Isotechniques, or techniques of adjacent volumes, are a processing method for pharmaceutical preparations containing high-potency
active pharmaceutical ingredients (APIs) (e.g., cytostatics, hormones, and antibiotics) in absolute secure conditions to ensure
the safety of the operator and the quality of the finished product. Manufacturing using isotechniques takes place in isolators.
Isotechniques offer certain advantages for aseptic production of injectable, high-potency drugs. In the sanitized areas of
cleanrooms, the operator brings in contamination in a limited manner. A completely biodecontaminated environment exists inside
the isolator, where only the drug and material for manufacturing come in direct contact with the processing system. In such
operative circumstances, contamination by microbes is more limited than in cleanroom conditions because the absence of direct
human intervention allows for better cleaning and complete biodecontamination of the entire working environment. Complete
biodecontamination with vaporized hydrogen peroxide of the working area inside isolators allows for operation in a biodecontaminated
environment. Cleanrooms, however, are exclusively sanitized and operate under conditions of controlled contamination.
A biodecontaminated environment
The automatic cycle of biodecontamination guarantees the reproducibility of the process. Manual disinfection is a time-consuming
activity that may not be consistently performed and is dangerous because of the continuous exposure of operators to sanitizing
agents. Biodecontaminating agents such as vaporized hydrogen peroxide achieve sterilization by the dispersion of gas. The
gas can reach all surfaces exposed to its contact, even the hidden ones. Its products are oxygen and water, which are harmless.
Isotechniques also exceed the onerous barrier created by the modality of clothing and microbiological control. The US Food
and Drug Administration has expressed a favorable opinion for increasing the use of isotechniques for drug production in asepsis,
especially for the production of high-potency APIs.
Isolators for high-potency drugs
Some aspects to consider when using isolators while processing injectable, high-potency drugs are:
- Containment of contamination, particularly airborne contamination
- Individual protection of personnel
- Management of cross-contamination
- Aseptic processing and sterility of handled material and product
- Efficiency of biodecontamination cycles
- Efficiency of barriers and their integrity
- Management of the environmental impact as a result of the process (i.e., refluent, industrial waste, liquids, gas, and air).
A practical demonstration of the productions of liquids or lyophilized injectables in glass vials is shown in Figure 1. The
operating line is set up by several isolators partly connected in a row, where all manufacturing operations are done.
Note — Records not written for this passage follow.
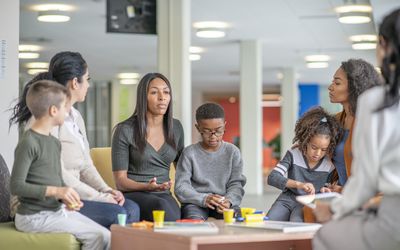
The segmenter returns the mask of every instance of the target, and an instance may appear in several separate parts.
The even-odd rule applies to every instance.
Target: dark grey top
[[[153,177],[157,177],[159,184],[169,181],[170,165],[178,161],[184,147],[182,124],[176,119],[173,121],[173,129],[177,149],[165,142],[156,151],[146,143],[141,153],[136,149],[131,120],[118,124],[112,139],[113,171],[127,170],[128,178],[137,182],[147,183]]]
[[[205,207],[209,194],[225,196],[232,206],[239,206],[246,177],[239,149],[228,142],[216,152],[208,152],[200,143],[183,150],[176,169],[175,194],[182,203]]]
[[[45,197],[47,186],[65,186],[61,175],[61,143],[51,135],[27,130],[15,149],[11,193],[18,196],[17,213],[56,211],[61,203]]]
[[[311,169],[301,151],[298,148],[294,148],[286,152],[285,157],[269,174],[268,184],[281,189],[284,193],[291,192],[295,195],[305,195],[306,192],[303,190],[286,188],[286,183],[288,179],[309,182],[314,185],[315,192],[318,193],[328,181],[328,177],[334,168],[331,160],[325,156]]]

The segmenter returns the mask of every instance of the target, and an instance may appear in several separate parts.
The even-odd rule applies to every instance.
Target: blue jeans
[[[140,219],[138,204],[128,199],[125,199],[123,206],[99,201],[83,200],[82,202],[83,207],[79,212],[108,229],[112,224],[118,224],[118,214],[126,214],[126,223]]]

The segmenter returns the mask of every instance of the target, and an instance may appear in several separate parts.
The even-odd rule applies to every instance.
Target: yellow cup
[[[242,213],[242,217],[245,218],[247,214],[253,214],[256,211],[255,208],[251,207],[242,207],[240,208],[240,212]]]
[[[164,210],[153,210],[154,225],[157,227],[162,227],[164,225],[164,216]]]
[[[224,222],[225,223],[233,223],[233,209],[224,209]]]

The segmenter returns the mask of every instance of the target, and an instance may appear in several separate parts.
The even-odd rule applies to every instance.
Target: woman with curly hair
[[[343,111],[336,114],[336,118],[344,128],[344,132],[332,158],[332,162],[336,167],[334,180],[338,184],[332,186],[335,191],[340,192],[341,187],[350,176],[353,158],[351,138],[358,96],[365,90],[378,85],[379,82],[379,75],[374,66],[362,59],[350,59],[342,62],[328,88],[331,103],[340,103],[343,107]]]
[[[325,192],[324,184],[335,169],[331,157],[340,136],[340,124],[321,107],[297,121],[295,146],[268,176],[268,184],[282,190],[268,211],[271,220],[303,221],[303,205],[295,197]]]

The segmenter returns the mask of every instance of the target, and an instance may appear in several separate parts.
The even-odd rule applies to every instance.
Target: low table
[[[113,250],[265,250],[312,249],[314,232],[282,233],[275,230],[236,228],[225,226],[223,221],[213,221],[217,234],[169,234],[151,229],[130,226],[111,226]]]

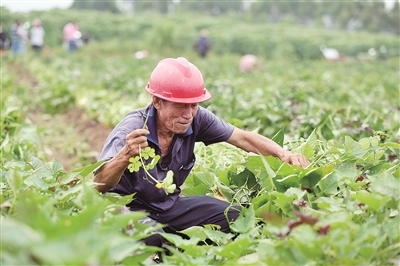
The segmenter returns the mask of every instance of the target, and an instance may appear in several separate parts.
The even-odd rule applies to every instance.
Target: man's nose
[[[192,108],[190,108],[190,104],[186,104],[185,108],[183,108],[182,117],[185,119],[191,119],[193,117]]]

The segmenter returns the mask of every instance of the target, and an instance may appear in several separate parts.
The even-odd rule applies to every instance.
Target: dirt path
[[[17,73],[15,83],[28,83],[29,89],[36,86],[35,77],[21,64],[8,64]],[[32,107],[27,119],[37,126],[42,137],[43,150],[49,160],[61,162],[64,171],[71,171],[97,161],[103,144],[112,128],[91,119],[83,110],[70,108],[55,115]]]
[[[32,110],[29,119],[43,129],[46,156],[60,161],[65,171],[96,162],[112,130],[76,108],[52,116]]]

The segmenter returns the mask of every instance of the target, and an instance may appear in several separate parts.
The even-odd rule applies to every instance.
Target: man
[[[194,47],[202,58],[207,56],[208,50],[210,49],[210,41],[206,29],[200,31],[200,36],[197,38]]]
[[[100,192],[121,195],[135,193],[128,205],[132,211],[146,211],[154,222],[166,224],[166,232],[176,233],[190,226],[217,224],[222,232],[230,232],[229,223],[239,212],[229,203],[210,196],[179,197],[195,163],[195,142],[206,145],[226,141],[245,151],[273,155],[289,164],[306,167],[307,159],[284,150],[272,140],[247,132],[221,120],[199,106],[211,98],[204,88],[199,69],[185,58],[161,60],[150,76],[146,90],[152,94],[147,108],[132,111],[114,128],[106,140],[99,160],[106,160],[95,171],[94,181],[101,183]],[[146,125],[145,125],[146,122]],[[131,173],[129,159],[139,155],[139,149],[154,148],[161,159],[149,173],[163,180],[167,172],[174,173],[176,189],[166,193],[150,183],[143,169]],[[139,148],[140,147],[140,148]],[[146,244],[161,246],[162,238],[152,236]]]

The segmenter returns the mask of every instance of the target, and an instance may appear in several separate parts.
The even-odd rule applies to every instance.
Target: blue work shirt
[[[142,108],[132,111],[119,122],[108,136],[99,160],[113,158],[125,146],[126,135],[143,127],[147,115],[146,109]],[[147,127],[150,131],[147,141],[149,147],[153,148],[156,154],[161,156],[157,137],[156,115],[157,111],[152,106],[147,121]],[[110,192],[121,195],[135,193],[134,200],[128,205],[131,210],[145,210],[149,212],[169,210],[179,197],[181,192],[180,186],[185,182],[194,166],[196,160],[194,155],[195,143],[203,142],[205,145],[209,145],[226,141],[232,135],[233,130],[233,125],[199,106],[189,129],[184,134],[175,135],[169,151],[168,163],[163,166],[160,159],[157,165],[149,170],[149,173],[158,180],[163,180],[167,172],[172,170],[174,172],[174,184],[176,184],[176,189],[173,193],[166,195],[164,189],[156,188],[155,182],[146,177],[142,168],[138,172],[133,173],[126,169],[119,183],[110,189]]]

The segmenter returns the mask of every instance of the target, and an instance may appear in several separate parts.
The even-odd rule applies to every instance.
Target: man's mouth
[[[178,122],[178,124],[183,125],[183,126],[187,126],[190,125],[192,121],[185,121],[185,122]]]

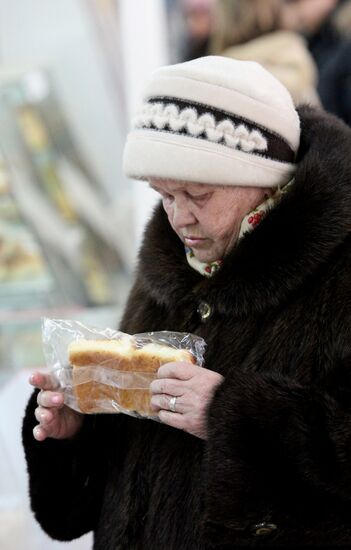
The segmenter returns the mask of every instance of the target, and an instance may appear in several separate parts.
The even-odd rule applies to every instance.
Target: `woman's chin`
[[[217,260],[217,258],[214,258],[213,255],[206,254],[205,252],[201,253],[201,252],[196,252],[195,250],[193,250],[193,253],[194,253],[195,258],[203,264],[210,264],[210,263],[215,262]]]

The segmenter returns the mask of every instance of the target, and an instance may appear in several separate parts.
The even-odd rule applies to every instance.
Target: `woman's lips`
[[[190,248],[195,248],[196,246],[200,246],[205,242],[206,239],[200,239],[198,237],[184,237],[184,242],[187,246]]]

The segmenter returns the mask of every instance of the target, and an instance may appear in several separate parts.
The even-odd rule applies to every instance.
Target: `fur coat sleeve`
[[[108,462],[106,442],[116,416],[87,415],[76,438],[38,442],[33,437],[37,394],[35,390],[28,402],[22,427],[31,507],[50,537],[73,540],[96,525]],[[120,429],[121,445],[122,433]]]

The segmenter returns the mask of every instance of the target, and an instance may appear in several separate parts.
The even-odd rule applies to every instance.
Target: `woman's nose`
[[[185,227],[196,222],[196,218],[185,200],[175,201],[173,205],[173,225]]]

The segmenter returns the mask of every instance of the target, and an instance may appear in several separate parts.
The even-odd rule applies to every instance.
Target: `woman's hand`
[[[38,393],[38,407],[35,409],[35,418],[38,420],[33,430],[37,441],[44,441],[47,437],[53,439],[67,439],[74,437],[82,427],[83,415],[69,409],[63,402],[63,394],[58,384],[50,374],[35,372],[29,383],[40,388]]]
[[[223,380],[217,372],[191,363],[167,363],[150,385],[151,406],[164,424],[207,438],[206,409]]]

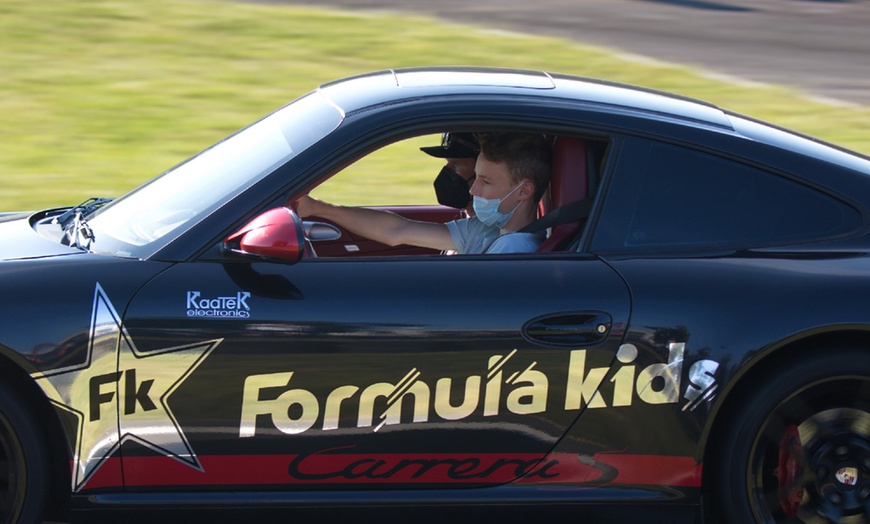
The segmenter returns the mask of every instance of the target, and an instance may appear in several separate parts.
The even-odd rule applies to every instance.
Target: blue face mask
[[[522,184],[520,184],[522,185]],[[520,185],[513,188],[510,193],[506,194],[502,198],[483,198],[480,196],[475,196],[472,202],[474,206],[474,214],[477,216],[477,219],[486,224],[487,226],[497,227],[499,229],[503,228],[505,224],[508,223],[508,220],[514,216],[514,211],[520,207],[520,202],[517,202],[516,207],[507,213],[500,213],[498,207],[504,201],[505,198],[511,196],[514,191],[520,188]]]

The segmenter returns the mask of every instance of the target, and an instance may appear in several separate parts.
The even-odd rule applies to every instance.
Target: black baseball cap
[[[477,158],[480,145],[473,133],[444,133],[440,146],[421,147],[420,151],[436,158]]]

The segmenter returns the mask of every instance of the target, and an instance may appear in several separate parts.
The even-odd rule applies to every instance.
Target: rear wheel
[[[0,384],[0,522],[39,522],[48,485],[43,439],[18,395]]]
[[[795,359],[748,395],[715,463],[726,522],[870,522],[870,349]]]

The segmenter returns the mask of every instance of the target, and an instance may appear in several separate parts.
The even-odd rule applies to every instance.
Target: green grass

These
operations are: weighing of raw materials, their volatilization in tanks, transfer of the solution to the dosage systems,
washing and depyrogenation of vials, filling of vials, capping (complete if liquid; partially, if liquids are to lyophilize),
eventual freeze-drying, sealing, external washing, and drying of filled and sealed vials.
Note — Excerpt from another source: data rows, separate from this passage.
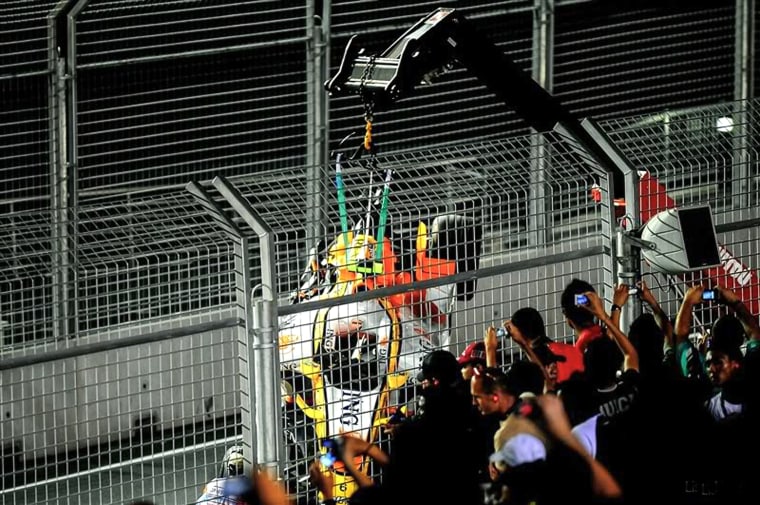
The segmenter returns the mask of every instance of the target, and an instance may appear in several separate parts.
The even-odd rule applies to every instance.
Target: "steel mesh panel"
[[[77,22],[79,63],[104,64],[229,51],[303,38],[303,2],[93,0]]]
[[[757,101],[609,120],[604,128],[634,166],[661,184],[648,196],[655,211],[666,209],[666,196],[676,206],[709,204],[712,209],[720,271],[665,276],[643,264],[645,280],[657,289],[666,311],[675,316],[688,286],[700,283],[739,290],[745,304],[757,313]],[[709,329],[724,311],[698,307],[694,330]]]
[[[729,216],[742,219],[752,215],[757,197],[752,189],[756,187],[756,163],[746,167],[744,181],[736,171],[742,166],[742,149],[750,160],[756,160],[756,108],[756,101],[729,102],[608,120],[603,126],[634,166],[651,172],[678,205],[710,203],[716,224],[720,224]],[[719,118],[730,118],[730,131],[719,128]],[[732,188],[739,187],[733,183],[741,182],[746,183],[745,189],[733,194]],[[739,204],[742,201],[745,203]],[[731,210],[739,214],[722,216]]]
[[[580,116],[606,118],[733,96],[734,2],[559,5],[554,91]]]
[[[536,150],[541,139],[546,142],[543,151]],[[333,277],[328,268],[330,287],[320,295],[304,289],[293,298],[301,303],[280,305],[285,481],[299,503],[313,493],[299,485],[298,477],[319,454],[321,439],[345,431],[384,444],[387,439],[378,419],[397,408],[415,409],[414,377],[425,353],[435,348],[459,353],[480,340],[488,325],[500,325],[523,306],[546,314],[551,336],[571,339],[559,310],[565,285],[581,277],[604,295],[612,276],[603,258],[612,242],[604,225],[610,210],[590,197],[593,184],[607,187],[606,178],[595,176],[598,170],[562,137],[530,135],[378,156],[371,187],[371,172],[363,161],[341,165],[346,210],[353,222],[366,219],[368,195],[377,195],[384,171],[393,170],[385,236],[390,244],[380,259],[376,245],[367,253],[375,258],[369,263],[382,262],[382,269],[354,278],[345,271]],[[544,162],[548,171],[537,182],[531,172]],[[326,244],[341,244],[343,234],[335,168],[330,166],[317,184],[329,195],[321,237]],[[277,181],[272,187],[252,178],[235,184],[273,229],[275,247],[282,252],[277,286],[284,294],[301,285],[303,265],[310,259],[303,247],[293,244],[294,237],[306,235],[301,212],[306,181],[285,174]],[[420,222],[427,231],[421,231]],[[475,229],[482,229],[480,235]],[[364,233],[361,226],[350,230]],[[420,235],[427,245],[419,242]],[[328,262],[345,261],[348,271],[352,263],[368,268],[361,260],[361,241],[354,238],[348,251],[335,247],[327,248]],[[435,268],[420,258],[421,251],[428,259],[442,258],[457,266],[425,277],[421,272]],[[470,267],[482,275],[476,284],[455,278]],[[405,277],[405,271],[414,274]],[[426,281],[432,284],[423,286]],[[358,298],[369,293],[357,285],[370,292],[389,289],[391,294]],[[315,306],[315,301],[322,305]],[[502,342],[503,364],[519,354],[510,340]],[[378,471],[371,466],[367,470]],[[342,489],[340,483],[336,486]]]
[[[232,246],[189,195],[101,203],[68,216],[77,230],[70,277],[56,275],[54,258],[63,253],[50,245],[52,215],[0,217],[4,345],[71,336],[54,335],[56,317],[77,321],[69,332],[89,333],[234,302]],[[76,312],[53,313],[56,289],[75,290]]]
[[[3,212],[49,206],[50,131],[44,76],[0,79],[0,203]]]
[[[303,61],[260,53],[82,72],[83,196],[303,160]],[[284,49],[278,56],[282,57]]]
[[[3,347],[53,336],[50,213],[0,217]]]
[[[239,440],[236,333],[3,371],[0,501],[194,503]]]
[[[527,229],[531,191],[530,171],[538,159],[531,157],[531,142],[526,136],[510,140],[483,142],[470,146],[449,146],[426,151],[403,152],[378,157],[373,176],[373,192],[382,186],[386,169],[395,175],[390,184],[389,233],[396,233],[403,244],[416,233],[417,221],[433,219],[441,213],[458,211],[486,227],[484,257],[507,248],[524,247],[530,235],[545,236],[546,254],[561,252],[569,244],[579,246],[584,237],[600,230],[598,212],[589,197],[594,183],[600,182],[579,162],[577,154],[558,139],[552,139],[551,171],[546,176],[546,224]],[[345,164],[346,206],[349,219],[364,216],[370,172],[361,160]],[[307,251],[299,240],[306,237],[306,177],[283,171],[270,180],[240,178],[235,184],[251,201],[261,218],[274,230],[278,252],[279,290],[291,291],[298,284]],[[327,196],[325,241],[340,233],[340,219],[334,185],[334,166],[316,181],[318,191]],[[406,236],[405,236],[406,235]],[[413,238],[413,236],[411,236]],[[400,251],[403,254],[403,251]],[[294,255],[297,255],[294,257]]]
[[[44,73],[48,68],[46,16],[52,0],[8,0],[0,16],[0,76]]]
Figure 1: Production flow for liquids in vials. (ALL FIGURES AND IMAGES ARE COURTESY OF THE AUTHOR.)
The process is made in a production line with isolators. The following are phases of the main production process:
- Phase I: Preparation of the distribution circuit (distributor, needles, and tubes)
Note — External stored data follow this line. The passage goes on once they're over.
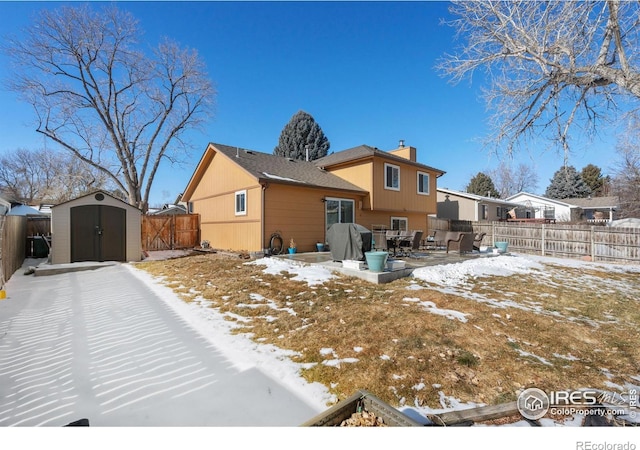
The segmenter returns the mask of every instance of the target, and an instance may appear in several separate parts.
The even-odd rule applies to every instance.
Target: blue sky
[[[96,5],[100,3],[94,2]],[[452,85],[434,66],[455,42],[447,2],[116,2],[145,30],[150,46],[161,36],[198,50],[217,89],[216,113],[203,132],[190,134],[194,151],[181,167],[165,165],[151,206],[183,191],[208,142],[271,153],[298,110],[311,114],[331,151],[360,144],[383,150],[403,139],[418,160],[446,174],[440,187],[464,190],[499,159],[479,139],[489,113],[482,80]],[[0,34],[19,34],[41,8],[58,2],[0,2]],[[0,56],[0,79],[10,76]],[[0,90],[0,153],[52,148],[29,125],[28,105]],[[574,149],[578,170],[589,163],[609,173],[615,140]],[[530,146],[515,163],[532,165],[544,192],[562,156],[546,144]]]

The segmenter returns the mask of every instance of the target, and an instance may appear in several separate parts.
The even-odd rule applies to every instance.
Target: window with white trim
[[[236,192],[236,216],[247,215],[247,191]]]
[[[418,194],[429,195],[429,174],[418,172]]]
[[[406,217],[392,217],[391,229],[407,231],[409,229],[409,220]]]
[[[355,202],[346,198],[326,198],[325,218],[327,230],[334,223],[354,222]]]
[[[400,190],[400,167],[393,164],[384,164],[384,188],[393,191]]]

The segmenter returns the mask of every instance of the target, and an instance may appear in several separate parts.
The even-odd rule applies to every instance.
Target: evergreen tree
[[[500,193],[493,184],[491,177],[482,172],[478,172],[476,176],[471,178],[471,181],[469,181],[467,185],[467,192],[483,197],[500,198]]]
[[[605,177],[602,175],[602,170],[600,169],[600,167],[593,164],[588,164],[582,168],[580,176],[587,184],[587,186],[589,186],[589,189],[591,189],[591,193],[594,196],[600,197],[604,195],[604,186],[609,177]]]
[[[584,198],[591,195],[591,188],[584,182],[575,167],[563,166],[553,174],[551,184],[544,195],[558,200]]]
[[[304,161],[308,150],[309,161],[312,161],[326,156],[329,146],[329,140],[311,114],[298,111],[282,129],[273,154]]]

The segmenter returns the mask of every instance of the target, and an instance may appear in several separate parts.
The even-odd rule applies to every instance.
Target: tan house
[[[418,163],[413,147],[361,145],[299,161],[211,143],[182,200],[213,248],[261,252],[278,232],[305,252],[334,223],[426,231],[443,174]]]
[[[503,220],[517,202],[469,192],[438,188],[438,218],[450,220]]]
- Phase II: Preparation of isolators (cleaning and biodecontamination)
- Phase III: Preparation of various materials (vials, stoppers, and seals)
- Phase IV: Preparation of the solution and its filtration.
Phase II is typically for a production process using isotechniques. Phase IV is strongly affected by the kind of API (i.e.,
high-potency) used in the solution preparation, and this aspect considerably changes the manipulation modalities of the API.